I’m still mostly of the opinion that the guys they arrested for Hattie Cotton probably were the guys. But the other two bombings are not so clear cut. In the JCC bombing, we know it had to be someone J.B. Stoner knew, because J.B. Stoner organized that whole “Confederate Underground” terror plot throughout the Southeast.
We don’t know much at all about the Looby bombing, just that the person who did it needed to be in Nashville to do it, obviously.

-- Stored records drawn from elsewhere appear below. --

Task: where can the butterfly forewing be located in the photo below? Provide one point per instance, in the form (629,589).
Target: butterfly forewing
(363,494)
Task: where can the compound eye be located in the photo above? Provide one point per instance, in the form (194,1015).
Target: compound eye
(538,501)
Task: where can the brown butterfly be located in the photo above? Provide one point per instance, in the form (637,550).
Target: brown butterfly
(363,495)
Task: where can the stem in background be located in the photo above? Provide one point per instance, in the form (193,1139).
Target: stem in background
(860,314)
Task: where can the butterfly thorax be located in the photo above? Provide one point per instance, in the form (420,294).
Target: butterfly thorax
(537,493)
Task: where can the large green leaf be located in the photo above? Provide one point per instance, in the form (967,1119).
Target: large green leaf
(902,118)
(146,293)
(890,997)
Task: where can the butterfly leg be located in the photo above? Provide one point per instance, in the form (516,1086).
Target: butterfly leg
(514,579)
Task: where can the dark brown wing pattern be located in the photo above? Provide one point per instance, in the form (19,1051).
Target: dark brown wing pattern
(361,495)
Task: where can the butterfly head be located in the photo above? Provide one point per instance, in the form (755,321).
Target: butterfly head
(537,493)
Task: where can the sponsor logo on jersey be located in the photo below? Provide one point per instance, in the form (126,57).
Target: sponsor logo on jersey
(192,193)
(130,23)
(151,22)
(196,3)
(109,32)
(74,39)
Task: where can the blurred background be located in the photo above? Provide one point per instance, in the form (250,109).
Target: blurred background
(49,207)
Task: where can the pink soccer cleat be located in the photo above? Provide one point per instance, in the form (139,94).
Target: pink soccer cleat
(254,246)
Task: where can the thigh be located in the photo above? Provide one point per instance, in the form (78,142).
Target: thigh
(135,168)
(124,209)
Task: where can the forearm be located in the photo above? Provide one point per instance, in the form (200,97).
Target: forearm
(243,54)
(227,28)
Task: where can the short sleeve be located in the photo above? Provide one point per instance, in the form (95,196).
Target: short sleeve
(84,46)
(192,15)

So, in the 60s, Robert Pittman Gentry was involved in Klan activities down in Jacksonville (the site of one of the bombings from the Confederate Underground campaign). He probably was one of the people who blew up the home of a first-grader integrating a school in Jacksonville and he admitted to shooting a black man. He also admitted he was in Birmingham (the site of another Confederate Underground bombing) on the day of the 16th Street Baptist Church bombing, though he wouldn’t say why he was there. He testified before the HUAC. J.B. Stoner was his lawyer at the HUAC hearings AND I think at the Jacksonville first-grader bomb plot trial. At least, Stoner defended some of the men accused.
When John Kasper was first in Nashville, he stayed at the home of Robert and Carrie Wray. Robert worked at Avco, which was what Vultee had become. Avco has morphed into something else by now, but it’s still a defense contractor making things that fly for the government.
Robert Gentry complained to the Tennessean that his connections to the Klan had cost him his job at Avco (Gentry moved back to Tennessee after the Florida first grader bombing). Is that a coincidence? That Stoner’s client and Kasper’s friend both worked at the same place? Or did Wray know Gentry?
A thing I’m beginning to seriously wonder about is whether this world is as large as people have presumed. I mean, right? One of the reasons these bombings are unsolved is that “it could have been anyone!!! Every white person was racist.”
And most white people at the time were hella racist. But how many people could you count on to be violent and silent? Especially for this long?
Another pair of loose ends I can’t quite make tie together, but I can’t stop feeling like they might tie together is that Gentry’s people were Barneses and Colemans.
The Blackwells and the Crimmonses, who were the suspects in the Hattie Cotton bombing, have Barnes and Coleman relatives.
The geography doesn’t work. Gentry’s people are from Rutherford County. The Blackwells and the Crimmonses’ people were from northwest Davidson County. I haven’t found common ancestors. But it’s a huge coincidence that nags at me.
And yet, I don’t want to get mired in false conspiracies. Barnes and Coleman are common enough last names. One of the black kids who integrated Nashville’s first grade in 1957 was a Coleman.
Still, it gives me the impression that this is a smaller world. That the people willing to do violence would have been known in racist circles.